James, this is a great question. I don’t know how much motor background you have, essentially knowing how a motor works, but I think there are a few websites out there that will give you a good description of how they work.

Here’s one that’s pretty good:
How Motors Work at HowStuffWorks.com

Once this is set, it really depends on the motor construction. Here are a few things off the top of my head:

Number of turns on the motor windings.
Thickness of windings (this affects the max current capacity).
Input Voltage (Higher voltage will yield a proportionally higher speed)
Magnet type & strength
Friction of brushes

I’m sure others can add to this discussion.

Matt

after reading that, what about the number of poles?
how important is that?

The number of poles is always even, since every north pole must return magnetic flux to a south pole.

Generally, a motor with a higher pole count will run slower and develop higher torque than another motor with a lower pole count, assuming that both motors are the same size and are rated for the same operating voltage and continuous-duty current.

Jim,
Some of the factors involved are the power of the magnetic structure, the current through the windings and the number of windings.
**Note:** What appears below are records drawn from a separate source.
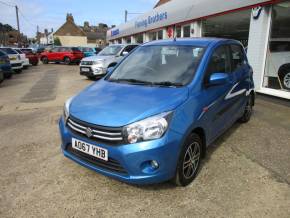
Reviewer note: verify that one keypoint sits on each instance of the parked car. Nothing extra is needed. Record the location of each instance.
(278, 63)
(67, 55)
(152, 117)
(32, 56)
(1, 75)
(96, 66)
(88, 51)
(14, 57)
(24, 59)
(5, 65)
Now everyone knows that magnetic fields jump gaps but a gap is seen as a loss sort of like a resistor to magnetic field and different materials also act as losses to magnetic fields. For that reason, the choice of materials for both the magnetic structure and the armature come into play. A designer is looking to maximize a variety of factors like RPM, torque and input power for particular applications and does so by massaging all of these variables. A close look at a drill motor vs. a Fisher Price (both of which have openings at the brushes and are about the same size) will show only three commutator segments for the FP but many more for the drill. Although the free speed is close for both these motors the stall current and stall torque are nearly double for the drill.
The motor works on the principle of opposite magnetic poles attracting. Everyone who has played with permanent magnets knows that the greatest attraction occurs when the ends of the magnet are closest together, and the same is true inside the motors. In the case of the FP, there are only three coils of wire spaced 120 degrees apart so at any one time the energized coil is not very close to being inline with the magnets. The drill on the other hand has many more poles so a coil is much closer to the magnet field when current is passing through it. This is one of the reasons that the drill has superior low speed torque specs.
I know that there are other reasons, and a mentor out there (Mark McLeaod or Mike Betts, I don’t remember which) does work with motor design everyday can add much more to this discussion than I can.